En la cara de Igor se pintó, bien visible, el sufrimiento.

—Mañana —repitió Sean—, entre las doce y las dos de la tarde, debe ir al Tiergarten. Conviene que no se lleve nada, en absoluto. Llevará un pañuelo de hierbas encarnado y buscará a un vendedor que se llama Braunschweiger. Le dirá que ella se llama Helen y que desea comprar un reloj suizo.

—¿Y el chófer?

—En el momento en que Lotte establezca contacto, unos agentes de seguridad ingleses se acercarán al chófer y le entretendrán. Le pedirán los documentos y le harán perder un rato por otros diversos medios. Entonces originaremos un pequeño alboroto, durante el cual se llevarán a su amiga y la esconderán. No puedo decirle cómo, pero nos la traeremos a esta zona.

Igor movió la cabeza, indicando que le comprendía. Ahora había llegado el momento de la degradación definitiva. Sacando una carta de la guerrera, se la entregó a Sean. Contenía instrucciones para un banco del sector occidental en el que Igor tenía una cuenta secreta, designada por medio de una cifra, en marcos «B».

—Con esto podrá cubrir sus necesidades y las del niño durante unos años.

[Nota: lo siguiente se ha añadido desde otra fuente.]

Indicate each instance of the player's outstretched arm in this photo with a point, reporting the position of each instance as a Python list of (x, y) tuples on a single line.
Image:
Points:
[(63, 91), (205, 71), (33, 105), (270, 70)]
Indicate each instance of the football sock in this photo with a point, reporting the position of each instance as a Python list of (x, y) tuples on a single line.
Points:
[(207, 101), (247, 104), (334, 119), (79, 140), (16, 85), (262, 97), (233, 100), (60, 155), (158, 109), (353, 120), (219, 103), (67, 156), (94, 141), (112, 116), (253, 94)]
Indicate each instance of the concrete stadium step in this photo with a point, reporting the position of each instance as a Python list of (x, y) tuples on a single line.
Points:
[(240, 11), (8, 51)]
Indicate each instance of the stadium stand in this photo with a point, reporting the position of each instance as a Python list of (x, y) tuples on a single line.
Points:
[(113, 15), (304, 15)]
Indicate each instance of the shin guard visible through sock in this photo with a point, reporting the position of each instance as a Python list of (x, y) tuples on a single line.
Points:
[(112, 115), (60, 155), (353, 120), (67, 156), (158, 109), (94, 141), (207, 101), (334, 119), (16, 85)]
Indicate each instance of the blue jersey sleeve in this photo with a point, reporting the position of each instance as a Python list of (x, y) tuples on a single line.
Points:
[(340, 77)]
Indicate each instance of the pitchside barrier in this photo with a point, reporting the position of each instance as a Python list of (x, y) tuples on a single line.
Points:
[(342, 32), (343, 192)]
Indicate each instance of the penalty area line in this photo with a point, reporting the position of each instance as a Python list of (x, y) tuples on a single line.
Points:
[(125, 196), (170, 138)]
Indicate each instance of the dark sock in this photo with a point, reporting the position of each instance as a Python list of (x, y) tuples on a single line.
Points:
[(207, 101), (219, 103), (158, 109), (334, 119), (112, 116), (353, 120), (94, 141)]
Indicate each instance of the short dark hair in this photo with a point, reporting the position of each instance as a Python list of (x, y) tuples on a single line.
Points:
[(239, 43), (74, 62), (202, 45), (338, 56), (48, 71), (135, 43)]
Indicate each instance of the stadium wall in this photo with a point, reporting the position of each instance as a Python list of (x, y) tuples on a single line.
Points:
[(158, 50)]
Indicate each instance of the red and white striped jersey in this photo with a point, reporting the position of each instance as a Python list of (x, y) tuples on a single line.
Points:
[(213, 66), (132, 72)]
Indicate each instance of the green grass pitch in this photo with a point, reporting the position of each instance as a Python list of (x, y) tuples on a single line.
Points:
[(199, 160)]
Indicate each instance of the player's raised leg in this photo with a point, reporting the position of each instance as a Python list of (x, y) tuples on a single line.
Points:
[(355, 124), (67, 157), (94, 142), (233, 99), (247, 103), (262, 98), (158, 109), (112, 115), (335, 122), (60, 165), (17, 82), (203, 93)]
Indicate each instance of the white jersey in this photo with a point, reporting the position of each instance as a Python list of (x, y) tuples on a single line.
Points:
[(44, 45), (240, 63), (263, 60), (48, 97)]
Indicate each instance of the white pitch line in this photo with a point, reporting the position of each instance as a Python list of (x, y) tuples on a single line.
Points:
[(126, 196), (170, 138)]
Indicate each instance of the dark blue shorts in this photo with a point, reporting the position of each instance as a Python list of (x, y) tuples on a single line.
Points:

Ernestine se dio cuenta de que no se trataba de una decisión tomada bajo el apremio del pronto, sino de un paso largamente meditado, aunque peligroso.

—¿Cómo puede dejarla marchar, sabiendo que usted no conocerá nunca a su hijo?

Igor sonrió con una sonrisa patética.

—Se lo aseguro, fraulein, no resulta demasiado fácil.

Sean apoyó la mano en el hombro de Igor.

—Podemos pasarle a usted también.

Igor movió la cabeza negativamente.

—Ni usted ni yo aprendemos nada. El mayor error cometido por el mando soviético fue el de no comprender lo mucho que un americano ama a su patria. Vea usted, coronel O’Sullivan…, un ruso ama exactamente igual a la suya.

—Pero en Berlín obran mal —dijo Sean.

—He ahí el amor más acrisolado —respondió Igor. —Conocer las culpas y los errores de aquello que uno ama… y seguir amándolo igualmente.